It's a principles question, so I don't post an example query:
I had this query involving joins from 6 subqueries. It performed very poor so I decided to split it into temporary tables: instead of Inner Join (Select...) I first created 6 temporary tables and I populated them using exactly the same query as the according subqueries.
The result was something like Select xxx from #temp1 Inner join #temp2 ... etc...
Comparing with the first case (with subqueries), which took 15 minutes, the second one (with temporary tables) took 35 seconds.
I don't understand why the server is so much less efficient when it uses subqueries.
My question to you, experts, is: Is the usage of temporary tables a better way to optimise queries?
As always, it depends. Did you factor in the time it took to populate the temp tables? I assume the temp tables only contained the data you were looking for and not the entire table. What was the execution plan on the query when using the tables? Temp tables write to tempdb, so there would be alot of writing to tempdb to create them. So, without any execution plan or ddl/sample data, it depends. A 15 minute query sounds inefficient to me and probably needs an index or 2.
Thank you mike01
But I don't understand what do you mean:"temp tables only contain the data you were looking for".
The queries were performed against the same database but the first one was with subqueries and in the second case I first created temporary tables (#temp1, #temp2...), populated them with the same queries as the subqueries and the select was joining on the temp tables, not on subqueries.
That's the scenario: Join on subqueries vs 1.create temp tables + 2.populate them with the same data as the subqueries + 3.join these temp tables
I stress again: the same data as the subqueries (I just copied the subquery and used it for the Insert into #temp1 Select [subquery here]
Thank you for answering.
so your temp tables had the same number of rows as the main tables?

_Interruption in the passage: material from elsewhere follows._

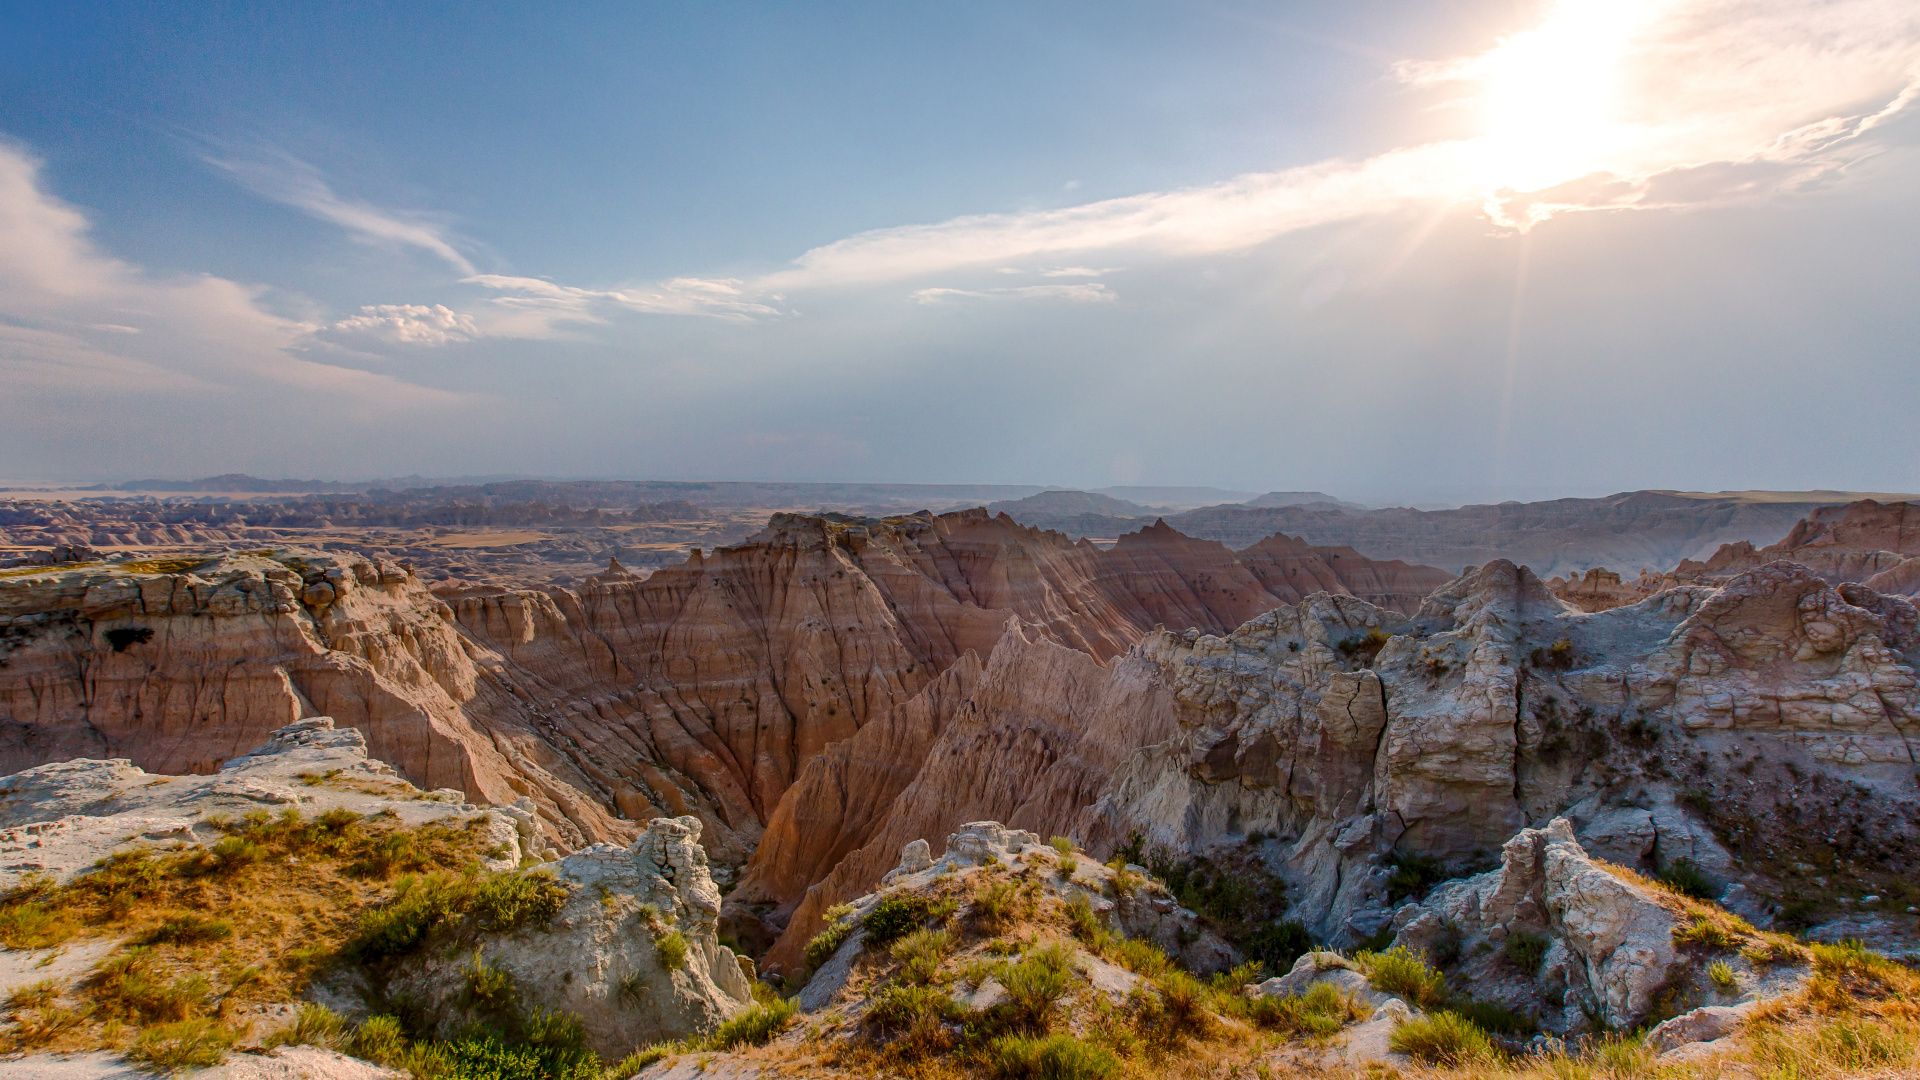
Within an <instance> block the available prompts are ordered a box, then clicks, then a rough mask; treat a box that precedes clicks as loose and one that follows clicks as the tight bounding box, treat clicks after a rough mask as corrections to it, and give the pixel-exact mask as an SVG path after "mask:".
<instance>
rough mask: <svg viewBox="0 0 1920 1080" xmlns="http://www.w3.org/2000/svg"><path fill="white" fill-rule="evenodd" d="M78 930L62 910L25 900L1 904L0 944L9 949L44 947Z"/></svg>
mask: <svg viewBox="0 0 1920 1080" xmlns="http://www.w3.org/2000/svg"><path fill="white" fill-rule="evenodd" d="M77 932H79V926H77V924H75V922H73V919H71V917H67V913H65V911H48V909H46V907H42V905H38V903H33V901H25V903H8V905H6V907H0V945H6V947H10V949H46V947H52V945H58V944H61V942H65V940H67V938H71V936H73V934H77Z"/></svg>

Instead of :Select * From (Select 1.....) Inner Join (Select 2...) On ...
Create Table #temp1...
Insert Into #temp1 [Select1...]
Create Table #temp2
Insert Into #temp2 [Select2...]
And Then: Select * From #temp1 Inner Join #temp2 ...
i.e. I prepare the subqueries into temp tables and then I make the main query. And it's a lot faster, even if that means it must create tables, etc...
the subquery is returning a subset of the whole table (I'm assuming). Does select count(1) from #Temp1 return the same number of records as select count(1) from table in subselect without any criteria? Also, you haven't addressed the execution plan. Have you looked at that?
Compare the query plans of both. It's likely that the first query -- the one with subqueries -- had wrong row estimates, causing SQL to use a LOOP join rather than a HASH join. That's about all I can think of that would cause that big a difference in time.
Thank you Scott, mike,
It baffles me that huge difference between the two solutions. It might be indeed a wrong row estimate leading to wrong decisions. The biggest table involved has in excess of 5 million records and the result is around 10,000 records.
I am interested in an explication to use the best approach in the future (even if the temp table wouldn't have been my first guess).
The main problem is using temp tables doesn't allow me to use Sql functions, only stored procedures that can create those tables.
Thank you again
(I didn't look to the execution plan since I'm not very good at interpreting it .... but I'll try)
Another consideration is the statistics on the source tables, they could be out of date, or the cardinality (# of rows) is affecting the row estimates, as @ScottPletcher mentioned. Putting the data into temp tables not only reduces the cardinality but generates fresh statistics.
FYI table variables do not create statistics, and unless you're on SQL Server 2017 or higher, they will always mis-estimate row counts (might even require SQL 2019) to the query optimizer.
It is also possible that the subqueries are modified by SQL and the filtering is moved to a later point in the execution plan. Breaking each subquery into a separate temp table therefore reduces the number of rows being joined.
The answer to the OP's question:
Is a qualified no - it may be better for that query but not better for a different query.
You could force SQL to not use loop joins: if the reasons for bad performance are consistent, that might clear up the problem.
SELECT ... FROM dbo.main_table INNER JOIN (...) AS subquery1 INNER JOIN (...) AS sq2 ...
OPTION ( HASH MERGE JOIN )
Thank you Jeff for the answer!
Scott, I will definitely try that syntax, thank you.